Lonres chairman also claims Purplebricks is only making progress in lower value sectors of market both in the UK and US.

Nigel Lewis

Hybrid estate agency Purplebricks will struggle to make headway in its key US market of New York, it has been claimed.

These comments come William Carrington (pictured, above) the chairman of prime London property data and listings firm Lonres.

He says that New York is a different property market to the UK and highlights the huge cost to Purplebricks of gaining access to its potential riches, as highlighted in the company’s most recent financials.

Each listing in New York is costing Purplebricks $21,482 or £16,784, compared to just £312.50p in the UK.

Significant inroads

“I do not see them making any significant inroads into New York City which is a closed market with realtors who are embedded,” he says.

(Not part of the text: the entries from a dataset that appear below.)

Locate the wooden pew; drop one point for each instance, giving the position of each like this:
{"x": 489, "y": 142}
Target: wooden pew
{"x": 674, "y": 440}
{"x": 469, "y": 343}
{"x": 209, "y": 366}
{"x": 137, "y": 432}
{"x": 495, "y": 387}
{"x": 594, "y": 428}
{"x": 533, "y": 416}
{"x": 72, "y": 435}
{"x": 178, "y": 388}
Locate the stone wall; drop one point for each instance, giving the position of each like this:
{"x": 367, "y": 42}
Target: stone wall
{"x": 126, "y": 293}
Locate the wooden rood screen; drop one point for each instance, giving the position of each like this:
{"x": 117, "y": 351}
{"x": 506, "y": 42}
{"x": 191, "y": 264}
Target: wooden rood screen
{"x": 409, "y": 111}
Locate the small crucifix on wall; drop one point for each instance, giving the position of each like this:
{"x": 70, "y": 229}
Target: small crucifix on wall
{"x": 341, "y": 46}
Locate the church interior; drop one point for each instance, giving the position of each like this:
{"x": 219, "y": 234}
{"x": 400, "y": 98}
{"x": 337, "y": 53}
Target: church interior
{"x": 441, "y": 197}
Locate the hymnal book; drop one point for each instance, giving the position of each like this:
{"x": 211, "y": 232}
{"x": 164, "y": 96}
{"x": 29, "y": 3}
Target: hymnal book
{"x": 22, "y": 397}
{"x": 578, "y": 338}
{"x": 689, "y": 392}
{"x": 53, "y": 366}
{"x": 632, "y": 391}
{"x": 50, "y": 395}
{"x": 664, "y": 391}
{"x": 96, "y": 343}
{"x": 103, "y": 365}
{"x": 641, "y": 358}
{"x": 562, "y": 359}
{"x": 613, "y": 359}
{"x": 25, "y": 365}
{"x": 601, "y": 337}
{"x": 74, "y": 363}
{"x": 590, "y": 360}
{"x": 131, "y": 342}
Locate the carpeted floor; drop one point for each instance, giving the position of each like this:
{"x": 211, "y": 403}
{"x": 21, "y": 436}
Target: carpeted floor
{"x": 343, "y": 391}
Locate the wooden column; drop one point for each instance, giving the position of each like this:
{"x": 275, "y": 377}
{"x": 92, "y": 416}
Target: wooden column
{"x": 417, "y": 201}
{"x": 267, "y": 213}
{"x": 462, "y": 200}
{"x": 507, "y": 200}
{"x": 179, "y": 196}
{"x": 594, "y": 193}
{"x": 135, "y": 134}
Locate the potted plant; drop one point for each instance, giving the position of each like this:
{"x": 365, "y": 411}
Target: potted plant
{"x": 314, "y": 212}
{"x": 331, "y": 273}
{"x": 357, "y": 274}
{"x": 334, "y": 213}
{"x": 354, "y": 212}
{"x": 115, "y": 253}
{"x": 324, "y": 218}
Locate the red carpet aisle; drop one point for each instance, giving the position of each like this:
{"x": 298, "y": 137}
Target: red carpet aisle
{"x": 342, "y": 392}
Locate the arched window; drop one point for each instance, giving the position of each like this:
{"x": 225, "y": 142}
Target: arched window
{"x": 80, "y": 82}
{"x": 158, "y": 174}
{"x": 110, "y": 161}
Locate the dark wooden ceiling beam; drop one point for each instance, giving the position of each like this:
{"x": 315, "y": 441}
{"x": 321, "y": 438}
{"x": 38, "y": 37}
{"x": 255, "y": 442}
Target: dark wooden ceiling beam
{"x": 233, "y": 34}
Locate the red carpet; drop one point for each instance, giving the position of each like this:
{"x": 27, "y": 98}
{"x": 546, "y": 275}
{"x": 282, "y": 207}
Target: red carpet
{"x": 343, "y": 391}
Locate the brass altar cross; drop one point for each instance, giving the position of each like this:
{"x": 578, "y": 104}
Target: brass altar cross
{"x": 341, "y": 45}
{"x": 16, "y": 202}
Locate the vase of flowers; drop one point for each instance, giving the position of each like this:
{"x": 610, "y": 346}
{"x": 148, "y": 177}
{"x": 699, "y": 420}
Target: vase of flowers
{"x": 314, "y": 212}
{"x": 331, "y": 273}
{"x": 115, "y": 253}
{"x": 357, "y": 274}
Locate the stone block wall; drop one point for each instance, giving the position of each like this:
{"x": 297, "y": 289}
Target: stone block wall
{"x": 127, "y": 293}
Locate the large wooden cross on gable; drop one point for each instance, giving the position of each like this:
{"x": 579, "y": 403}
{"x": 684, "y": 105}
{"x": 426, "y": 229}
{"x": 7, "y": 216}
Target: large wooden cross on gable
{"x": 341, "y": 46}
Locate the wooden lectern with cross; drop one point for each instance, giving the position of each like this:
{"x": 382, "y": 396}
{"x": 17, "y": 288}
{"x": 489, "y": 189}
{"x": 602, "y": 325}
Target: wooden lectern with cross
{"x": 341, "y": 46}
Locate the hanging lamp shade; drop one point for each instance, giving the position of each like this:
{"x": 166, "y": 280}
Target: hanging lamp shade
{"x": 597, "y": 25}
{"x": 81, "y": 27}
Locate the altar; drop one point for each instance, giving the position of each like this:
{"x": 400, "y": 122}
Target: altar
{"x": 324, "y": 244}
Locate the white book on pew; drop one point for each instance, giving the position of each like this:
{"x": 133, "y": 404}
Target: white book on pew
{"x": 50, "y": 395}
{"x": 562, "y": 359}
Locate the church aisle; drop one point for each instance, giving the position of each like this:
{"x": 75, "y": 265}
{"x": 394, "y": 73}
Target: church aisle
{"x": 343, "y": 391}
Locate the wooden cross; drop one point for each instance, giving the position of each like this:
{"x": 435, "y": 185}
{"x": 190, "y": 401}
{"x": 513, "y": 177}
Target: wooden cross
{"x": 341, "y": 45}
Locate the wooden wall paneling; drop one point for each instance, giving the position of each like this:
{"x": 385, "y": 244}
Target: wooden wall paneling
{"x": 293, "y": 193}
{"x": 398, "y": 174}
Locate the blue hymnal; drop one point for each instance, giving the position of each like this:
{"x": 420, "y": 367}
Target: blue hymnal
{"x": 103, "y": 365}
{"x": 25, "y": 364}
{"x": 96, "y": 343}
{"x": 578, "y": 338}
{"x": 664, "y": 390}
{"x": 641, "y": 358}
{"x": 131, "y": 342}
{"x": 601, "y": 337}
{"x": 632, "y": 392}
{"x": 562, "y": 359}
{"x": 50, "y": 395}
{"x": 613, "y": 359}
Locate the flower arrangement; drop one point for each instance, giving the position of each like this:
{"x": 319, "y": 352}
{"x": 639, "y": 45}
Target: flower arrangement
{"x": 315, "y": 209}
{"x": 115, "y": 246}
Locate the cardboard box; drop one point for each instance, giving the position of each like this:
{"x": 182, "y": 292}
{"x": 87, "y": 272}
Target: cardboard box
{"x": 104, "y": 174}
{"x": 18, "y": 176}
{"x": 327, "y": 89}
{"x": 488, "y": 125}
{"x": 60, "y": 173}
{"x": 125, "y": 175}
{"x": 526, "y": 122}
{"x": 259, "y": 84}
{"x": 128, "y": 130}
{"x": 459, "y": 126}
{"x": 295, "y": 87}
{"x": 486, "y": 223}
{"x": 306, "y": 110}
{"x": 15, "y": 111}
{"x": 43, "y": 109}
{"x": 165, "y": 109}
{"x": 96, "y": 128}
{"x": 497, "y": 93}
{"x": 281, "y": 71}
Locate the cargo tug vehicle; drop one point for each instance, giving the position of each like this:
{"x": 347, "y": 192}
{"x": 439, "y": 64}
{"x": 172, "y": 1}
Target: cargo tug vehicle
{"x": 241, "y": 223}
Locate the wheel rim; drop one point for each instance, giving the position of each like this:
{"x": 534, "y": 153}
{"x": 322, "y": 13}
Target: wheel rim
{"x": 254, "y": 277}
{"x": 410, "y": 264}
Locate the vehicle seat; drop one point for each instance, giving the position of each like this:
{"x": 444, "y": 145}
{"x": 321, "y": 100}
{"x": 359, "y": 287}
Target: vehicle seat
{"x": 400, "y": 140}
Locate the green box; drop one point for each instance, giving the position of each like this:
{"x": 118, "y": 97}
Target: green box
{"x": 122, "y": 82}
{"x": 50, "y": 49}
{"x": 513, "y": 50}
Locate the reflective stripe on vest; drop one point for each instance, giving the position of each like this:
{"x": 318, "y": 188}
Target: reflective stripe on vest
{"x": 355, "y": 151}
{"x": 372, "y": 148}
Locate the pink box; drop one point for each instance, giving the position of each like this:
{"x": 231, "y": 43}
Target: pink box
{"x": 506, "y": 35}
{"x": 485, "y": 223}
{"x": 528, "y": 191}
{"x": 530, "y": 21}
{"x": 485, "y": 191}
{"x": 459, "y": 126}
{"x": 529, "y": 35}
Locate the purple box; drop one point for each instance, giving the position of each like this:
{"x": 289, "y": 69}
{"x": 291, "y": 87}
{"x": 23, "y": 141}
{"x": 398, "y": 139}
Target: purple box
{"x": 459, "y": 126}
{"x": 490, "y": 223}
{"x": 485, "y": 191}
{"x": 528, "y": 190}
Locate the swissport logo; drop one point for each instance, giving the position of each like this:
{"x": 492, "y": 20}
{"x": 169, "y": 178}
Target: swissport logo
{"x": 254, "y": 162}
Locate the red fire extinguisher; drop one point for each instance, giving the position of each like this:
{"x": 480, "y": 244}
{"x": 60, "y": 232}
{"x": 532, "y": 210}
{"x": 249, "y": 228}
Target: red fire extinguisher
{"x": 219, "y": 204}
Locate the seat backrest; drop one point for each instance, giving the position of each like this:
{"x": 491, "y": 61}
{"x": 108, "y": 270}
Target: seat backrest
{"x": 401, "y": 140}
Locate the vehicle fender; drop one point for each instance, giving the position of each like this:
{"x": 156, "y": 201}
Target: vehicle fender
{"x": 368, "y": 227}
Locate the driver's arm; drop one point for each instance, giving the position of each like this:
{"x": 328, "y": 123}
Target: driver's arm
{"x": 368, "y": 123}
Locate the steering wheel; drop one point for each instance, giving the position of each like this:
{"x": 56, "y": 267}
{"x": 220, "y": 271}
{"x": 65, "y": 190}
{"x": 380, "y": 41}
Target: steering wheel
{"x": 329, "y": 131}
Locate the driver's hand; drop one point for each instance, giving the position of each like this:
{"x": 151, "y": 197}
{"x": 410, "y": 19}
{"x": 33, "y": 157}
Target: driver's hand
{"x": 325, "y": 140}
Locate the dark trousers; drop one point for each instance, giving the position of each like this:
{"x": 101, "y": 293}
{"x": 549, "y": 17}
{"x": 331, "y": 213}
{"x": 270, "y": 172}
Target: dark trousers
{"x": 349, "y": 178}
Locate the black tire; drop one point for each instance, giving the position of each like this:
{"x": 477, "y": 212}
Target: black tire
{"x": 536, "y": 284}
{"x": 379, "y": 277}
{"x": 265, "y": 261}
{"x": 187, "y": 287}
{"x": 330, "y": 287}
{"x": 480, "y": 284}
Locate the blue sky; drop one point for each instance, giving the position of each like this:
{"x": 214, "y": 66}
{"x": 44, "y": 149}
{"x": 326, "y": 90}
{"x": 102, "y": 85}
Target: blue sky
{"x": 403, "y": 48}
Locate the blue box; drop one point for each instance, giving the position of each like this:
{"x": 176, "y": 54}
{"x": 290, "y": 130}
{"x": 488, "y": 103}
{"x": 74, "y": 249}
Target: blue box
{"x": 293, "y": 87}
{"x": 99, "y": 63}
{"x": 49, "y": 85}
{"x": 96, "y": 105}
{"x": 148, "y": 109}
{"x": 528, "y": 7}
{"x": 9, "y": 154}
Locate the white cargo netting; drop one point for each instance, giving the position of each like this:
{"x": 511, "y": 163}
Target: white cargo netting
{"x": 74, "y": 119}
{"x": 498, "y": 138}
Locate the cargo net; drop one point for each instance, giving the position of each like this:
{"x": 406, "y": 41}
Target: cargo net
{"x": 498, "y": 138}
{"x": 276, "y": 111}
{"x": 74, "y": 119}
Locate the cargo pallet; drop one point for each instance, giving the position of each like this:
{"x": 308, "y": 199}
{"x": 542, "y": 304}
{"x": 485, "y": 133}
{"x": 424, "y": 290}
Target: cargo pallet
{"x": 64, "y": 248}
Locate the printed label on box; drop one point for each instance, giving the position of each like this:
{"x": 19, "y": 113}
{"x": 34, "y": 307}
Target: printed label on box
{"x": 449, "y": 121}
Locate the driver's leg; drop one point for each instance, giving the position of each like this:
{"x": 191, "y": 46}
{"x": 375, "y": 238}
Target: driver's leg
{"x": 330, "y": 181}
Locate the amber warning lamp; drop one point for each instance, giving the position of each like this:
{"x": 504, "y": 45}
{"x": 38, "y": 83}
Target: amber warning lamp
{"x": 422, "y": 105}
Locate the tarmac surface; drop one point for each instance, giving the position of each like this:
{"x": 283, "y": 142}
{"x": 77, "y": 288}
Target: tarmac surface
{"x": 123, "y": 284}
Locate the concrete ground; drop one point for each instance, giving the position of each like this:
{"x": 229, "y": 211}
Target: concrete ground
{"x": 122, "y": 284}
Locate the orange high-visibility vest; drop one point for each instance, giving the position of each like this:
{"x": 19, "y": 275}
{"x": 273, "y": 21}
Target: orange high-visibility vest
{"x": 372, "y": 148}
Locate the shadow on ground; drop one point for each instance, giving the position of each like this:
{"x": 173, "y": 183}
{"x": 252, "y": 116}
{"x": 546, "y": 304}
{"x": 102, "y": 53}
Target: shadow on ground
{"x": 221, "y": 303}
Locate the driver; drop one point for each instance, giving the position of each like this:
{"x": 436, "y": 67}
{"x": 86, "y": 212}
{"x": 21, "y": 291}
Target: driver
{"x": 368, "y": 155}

Carrington compares New York with London’s prime central neighbourhoods where Lonres says Purplebricks has just 1% of the market, 7% less than the national share claimed by TwentyCI’s recent research.

It’s recent report also confirmed that all of Purplebricks’ growth in the UK has come from the sub-£1m property market.

“Logic might dictate that a fixed-price service would be more attractive to sellers of higher-priced properties, but perhaps this group of vendors is motivated by factors other than just price,” says TwentyCI’s Customer Officer Colin Bradshaw.

Purplebricks launched in New York in April this year, three months ahead of its original schedule in a bid to catch the city’s Spring market, giving it access to 31 counties, 7.4 million households and 20 million people.

Purplebricks remains coy about the number of Local Property Experts working on its behalf in the US, but research reveals approximately 30 in Los Angeles, 20 in the Tri State Area around New York and 12 based out of Phoenix, Arizona.

August 14, 2018

One comment

  1. Some agencies set the bar so low, it’s hardly worth picking up the phone. These agencies will attract those vendors that are willing to accept this mediocrity as long as the service isn’t totally broken.

    Vendors that don’t bother to ask questions and instead rely on the pr. machine and the fake reviews sites in order to save them the bother of thinking for themselves.

    One has to question whether the original business model was to create an estate agency, or simply as a vehicle to attract investment.